Results: 3/121 patients (2.5%), 2 males and 1 female, aged 15±4.58 years and with BMI 21.8±3.5 Kg/m2, presented with heterozygous INS deleterious variants. Segregation analysis revealed that the previously described (HGMD) pathogenic INS variants NM_000207.3:c.140G>A, p.(Gly47Asp) and NM_000207.3:c.163C>T, p.(Arg55Cys) were de novo. No allelic segregation study could be performed for the NM_000207.3:c.62 C>T; p.(Pro21Leu) (VUS), located in the preproinsulin signal peptide. All patients had a family history of DM, with diabetic debut at 12±2.6 years as simple hyperglycemia without cardinal clinic, negative pancreatic autoimmunity, preserved C-peptide at diagnosis and 2/3 after 4 years from diagnosis. Initial HbA1c was 6.4±0.5% (currently 6.7±2.1%) and their lipoproteic profile was normal. None developed acute or chronic complications after 4±2 years of follow-up. The patient with the INS p.(Pro21Leu) variant was overweight and his HOMA-IR (7.2) indicated insulin resistance, treated with metformin. The patient with the INS p.(Gly47Asp) variant presented poor metabolic control due to poor adherence to low-dose insulin therapy (0.32UI/Kg/day), his DM was initially classified as type 1b, delaying the molecular diagnosis for about 3 years. The patient with the INS p.(Arg55Cys) variant presented good metabolic control with hygienic-dietary measures.

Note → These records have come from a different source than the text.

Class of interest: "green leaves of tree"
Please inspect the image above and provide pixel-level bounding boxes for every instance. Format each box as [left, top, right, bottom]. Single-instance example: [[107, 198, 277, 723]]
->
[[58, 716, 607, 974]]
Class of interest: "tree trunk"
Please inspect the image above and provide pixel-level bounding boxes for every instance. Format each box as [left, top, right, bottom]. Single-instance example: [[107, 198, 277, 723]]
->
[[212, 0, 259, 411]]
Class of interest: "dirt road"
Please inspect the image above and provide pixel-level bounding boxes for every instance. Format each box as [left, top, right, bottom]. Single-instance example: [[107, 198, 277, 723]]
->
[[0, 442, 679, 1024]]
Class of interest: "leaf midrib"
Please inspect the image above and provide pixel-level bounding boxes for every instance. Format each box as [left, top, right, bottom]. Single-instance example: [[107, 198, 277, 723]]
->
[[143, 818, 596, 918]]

Conclusion: The prevalence of INS-MODy is higher than reported in the literature. In our experience, phenotypic expression occurred in early childhood, varying from mild to severe hyperglycemia with insulinopenia up to insulin resistance in association with other predicted deleterious variants in candidate genes (MODy-X). Suspicion of INS-MODy should be raised in patients with early diabetic debut without pancreatic autoimmunity, even in the absence of a family history of DM. Therefore, the analysis of INS should be included in the molecular diagnostic routine of suspected monogenic diabetes.